Società

Giuseppe Piccione, la storia di un artista due volte migrante

Giuseppe Piccione ha un atelier in Ortigia, a Siracusa, nel quartiere ebraico della Giudecca. Artista iperconcettuale, ha riassunto nelle sue opere il senso di un’infanzia e un’adolescenza di emarginazione. E’ stato africano in Sicilia, l’africano da prendere a botte, perché era africano; da insultare perché era vissuto in Sudafrica e allora nel rione popolare era proprio l’africano (al significato si destinava il peggio delle intenzioni e della defezione umana, non che oggi sia cambiato qualcosa, nda). Era appena tornato dal Sudafrica, da Newcastle. I genitori migrarono in una terra d’oro, si diceva, nel 1968.

Giuseppe aveva appena compiuto un anno. Partirono con una grande nave da Trieste, arrivarono dopo molti giorni, estenuanti giorni, di viaggio in mare, nel porto di Durban. Il Sudafrica era una landa immensa, praterie, giardini coltivati, poteva essere un Eldorado, e lo fu per la famiglia. Giuseppe viveva in una casa coloniale inglese, la donna che aiutava in casa era una zulù, portava il figlio con sé. Era nero. Erano ancora anni di scontri e di segregazioni razziali. Giuseppe era bianco e giocava con il bambino nero. I recinti non sono un problema per i bambini, sono paranoie degli adulti. Con le dovute eccezioni, tuttavia.
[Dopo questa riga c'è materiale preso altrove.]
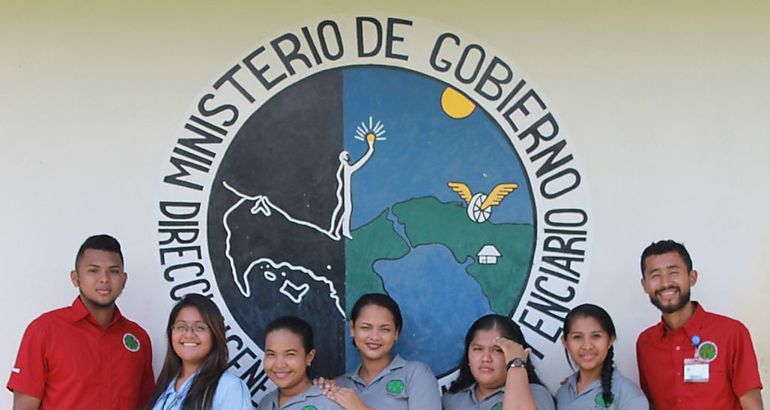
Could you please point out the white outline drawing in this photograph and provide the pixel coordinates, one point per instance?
(339, 225)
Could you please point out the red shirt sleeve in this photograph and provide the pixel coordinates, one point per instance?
(745, 373)
(148, 378)
(29, 372)
(640, 365)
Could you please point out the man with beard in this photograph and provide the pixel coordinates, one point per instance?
(87, 355)
(692, 359)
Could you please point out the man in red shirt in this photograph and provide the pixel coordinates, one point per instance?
(86, 356)
(692, 359)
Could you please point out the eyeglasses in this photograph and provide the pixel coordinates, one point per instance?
(197, 328)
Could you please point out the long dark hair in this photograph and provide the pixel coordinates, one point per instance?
(605, 321)
(201, 393)
(508, 330)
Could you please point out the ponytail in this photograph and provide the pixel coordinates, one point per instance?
(607, 370)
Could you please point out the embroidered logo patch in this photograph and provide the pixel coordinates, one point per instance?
(131, 342)
(707, 351)
(395, 386)
(599, 399)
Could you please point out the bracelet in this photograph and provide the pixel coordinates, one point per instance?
(516, 363)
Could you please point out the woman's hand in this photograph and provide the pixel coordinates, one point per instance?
(345, 397)
(511, 349)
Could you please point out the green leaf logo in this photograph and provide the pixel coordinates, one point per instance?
(131, 342)
(707, 351)
(395, 386)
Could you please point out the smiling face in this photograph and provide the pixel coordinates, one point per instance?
(100, 278)
(486, 360)
(667, 281)
(374, 332)
(286, 361)
(588, 344)
(191, 337)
Il padre di Giuseppe era diventato un costruttore, la loro bella casa confinava con la casa dei boeri, degli africans, i bianchi del Sudafrica. Compagnia molto selettiva, Giuseppe ne restava fuori, di solito. Lui per gli africans (che in definitiva è un idioma di origine fiamminga e per estensione indica la provenienza geografica e il colore della pelle) era “l’italiano che mangiava spaghetti e lumache”. E giù risate per questo, risate da far digrignare i denti a un bambino che non avrebbe capito subito e forse non ancora, da adulto, il sistema efferato e classista di quella civiltà anglosassone ed emancipata, ma che evidentemente preferiva distinguere, cioè la distinzione alla globalità. C’era la scuola per gli italiani, i greci, gli spagnoli, gli europei; indossavano divise verdi, con l’ape ricamata nel taschino sul petto. C’era la scuola per gli asiatici, divise di un altro colore. La scuola per gli africans. I bianchi del Sudafrica. Giuseppe ricorda la casa coloniale di Harting street.
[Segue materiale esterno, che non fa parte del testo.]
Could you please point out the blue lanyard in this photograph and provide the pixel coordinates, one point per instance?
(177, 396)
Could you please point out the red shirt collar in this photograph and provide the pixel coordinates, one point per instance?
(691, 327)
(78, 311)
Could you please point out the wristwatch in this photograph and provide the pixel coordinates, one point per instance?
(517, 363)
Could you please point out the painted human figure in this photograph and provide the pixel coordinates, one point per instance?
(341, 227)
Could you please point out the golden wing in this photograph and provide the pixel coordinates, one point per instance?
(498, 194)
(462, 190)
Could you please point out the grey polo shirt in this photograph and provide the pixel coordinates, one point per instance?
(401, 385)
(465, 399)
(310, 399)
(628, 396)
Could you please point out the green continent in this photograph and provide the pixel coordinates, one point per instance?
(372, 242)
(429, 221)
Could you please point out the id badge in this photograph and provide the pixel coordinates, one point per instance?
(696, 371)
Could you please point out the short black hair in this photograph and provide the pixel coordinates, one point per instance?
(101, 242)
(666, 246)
La sua indole è rimasta cosmopolita, malgrado il senso di esclusione non lo abbia mai abbandonato. Tornano in Sicilia nel 1977. Giuseppe deve frequentare la quinta elementare, ma lo retrocedono nella terza. Parlava perfettamente l’inglese ed era il più grande, il più maturo, in quella classe. Era l’africano, stavolta. Nella sua terra. L’africano, gli urlavano con spregio i suoi compagni. Dunque non per tutti i bambini i recinti sono soltanto una provocazione. Sono paranoie indotte dagli adulti, prive di significato, ingenerate. Giuseppe imparò a difendersi, conobbe la strada. Le botte, da rendere, non solo da incassare. La rabbia dell’adolescenza poteva costringerlo a deviare, finire in brutti giri. E invece no, invece a Giuseppe venne in soccorso la sua stessa sofferenza che aveva trasformato in arte. Nel 1986 – già frequentava la facoltà di Architettura a Firenze – rimase folgorato dal tema di una mostra collettiva, Mater dulcissima, allestita in una chiesa di Siracusa. “Mi sono sentito investito di un ruolo da una volontà Superiore” racconta oggi Giuseppe. Da allora cominciò a produrre opere iperconcettuali, installazioni, fino ai nuovi lavori di introspezione con l’uso della fotografia e del campo visivo digitale.

Giuseppe non ha la consapevolezza delle radici, come un globetrotter non ha smesso di cercare, senza in fondo voler trovare la sua terra. Ogni artista nutre la propria inquietudine. Così anche Giuseppe. Nell’atelier espone le opere degli ultimi cicli su cui ha lavorato, Love street e The tribe, le prime sono texture di volti femminili, il secondo ciclo invece riguarda le maschere che realizza con colori acrilici, smalti, collage. I suoi quadri parlano di spaesamento, separazione, inesplicabilità. L’africanitudine è uno condizione dello spirito, in Occidente siamo costretti a chiamarla solitudine. Ma gli africans erano un’altra cosa. Su tutto sovrintendeva il pregiudizio, né più né meno che mezzo secolo dopo il viaggio in mare di Giuseppe. Non è un peccato distinguersi, non è una colpa, naturalmente. Ma tanto è, tanto è stato.